El túnel más largo y profundo del mundo se inaugura hoy en Suiza, con 57 kilómetros de longitud y discurre por debajo de 2,3 kilómetros de roca. Unirá el norte y el sur de Europa en un recorrido de apenas 20 minutos a través de los Alpes.

La infraestructura ferroviaria reducirá el tiempo de tránsito en uno de los ejes de transporte más importantes de Europa, por el que circulan 26 millones de toneladas cada año.

La inversión de este proyecto, cerca de 11.000 millones de euros, ha sido costeada enteramente por Suiza. A la inauguración acudirán François Hollande, Angela Merkel y Mateo Renzi, que disfrutaran de un viaje de prueba por el túnel

La explotación comercial del túnel está prevista para el próximo 11 de diciembre. El nuevo conducto transcurre por debajo de la linea del antiguo tren ferroviario operativo desde 1882.

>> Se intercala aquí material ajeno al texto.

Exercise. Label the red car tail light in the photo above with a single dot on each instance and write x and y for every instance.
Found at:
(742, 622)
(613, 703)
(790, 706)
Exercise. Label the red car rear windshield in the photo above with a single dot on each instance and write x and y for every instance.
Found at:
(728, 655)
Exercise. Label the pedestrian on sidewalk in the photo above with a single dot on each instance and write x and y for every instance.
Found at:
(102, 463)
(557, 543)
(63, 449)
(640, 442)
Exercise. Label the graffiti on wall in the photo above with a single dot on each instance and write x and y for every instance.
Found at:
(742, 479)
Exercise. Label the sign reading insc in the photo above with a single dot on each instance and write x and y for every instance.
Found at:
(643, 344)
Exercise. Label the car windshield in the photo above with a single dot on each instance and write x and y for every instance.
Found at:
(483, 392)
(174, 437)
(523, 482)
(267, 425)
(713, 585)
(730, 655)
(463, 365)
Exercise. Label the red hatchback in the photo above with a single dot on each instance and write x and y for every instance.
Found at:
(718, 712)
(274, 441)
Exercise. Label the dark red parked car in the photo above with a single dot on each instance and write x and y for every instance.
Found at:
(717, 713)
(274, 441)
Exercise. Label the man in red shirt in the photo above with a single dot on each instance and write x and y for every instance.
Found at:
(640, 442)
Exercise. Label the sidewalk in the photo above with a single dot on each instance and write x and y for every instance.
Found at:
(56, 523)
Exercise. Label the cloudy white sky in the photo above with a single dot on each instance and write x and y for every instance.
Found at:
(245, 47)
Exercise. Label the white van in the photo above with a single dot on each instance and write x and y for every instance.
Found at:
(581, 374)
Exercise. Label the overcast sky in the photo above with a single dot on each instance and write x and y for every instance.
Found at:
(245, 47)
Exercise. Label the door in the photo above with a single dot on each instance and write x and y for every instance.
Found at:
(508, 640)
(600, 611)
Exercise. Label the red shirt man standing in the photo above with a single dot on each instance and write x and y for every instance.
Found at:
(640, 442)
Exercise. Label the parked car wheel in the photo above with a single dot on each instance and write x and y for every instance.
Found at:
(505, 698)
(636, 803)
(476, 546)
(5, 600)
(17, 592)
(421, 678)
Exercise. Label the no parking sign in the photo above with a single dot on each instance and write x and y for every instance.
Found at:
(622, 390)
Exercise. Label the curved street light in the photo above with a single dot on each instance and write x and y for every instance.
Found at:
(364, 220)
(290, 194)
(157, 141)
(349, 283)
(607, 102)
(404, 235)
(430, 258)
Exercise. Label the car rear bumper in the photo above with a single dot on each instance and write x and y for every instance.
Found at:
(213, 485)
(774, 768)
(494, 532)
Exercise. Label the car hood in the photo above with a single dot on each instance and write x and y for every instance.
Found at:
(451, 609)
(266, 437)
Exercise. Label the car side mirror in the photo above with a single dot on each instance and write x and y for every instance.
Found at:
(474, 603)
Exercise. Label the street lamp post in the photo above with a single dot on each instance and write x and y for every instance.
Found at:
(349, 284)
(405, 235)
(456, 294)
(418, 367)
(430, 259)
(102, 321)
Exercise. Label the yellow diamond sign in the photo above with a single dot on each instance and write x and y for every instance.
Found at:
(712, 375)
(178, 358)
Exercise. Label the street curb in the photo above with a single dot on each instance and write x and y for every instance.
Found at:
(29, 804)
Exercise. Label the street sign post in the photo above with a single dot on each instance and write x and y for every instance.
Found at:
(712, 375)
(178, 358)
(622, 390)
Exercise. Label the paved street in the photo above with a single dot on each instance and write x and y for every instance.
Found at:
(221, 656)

La inauguración será en los dos lados del túnel simultáneamente, en un lado el presidente suizo pronunciará su discurso y en el otro la ministra de Medio Ambiente, Transporte y Energía hará lo propio.

En total han trabajado 2.400 obreros en la construcción del túnel, soportando temperaturas de hasta 50º C. El nuevo enlace ferroviario permitirá la circulación diaria de 325 trenes, permitiendo una velocidad de 250 kilómetros por hora.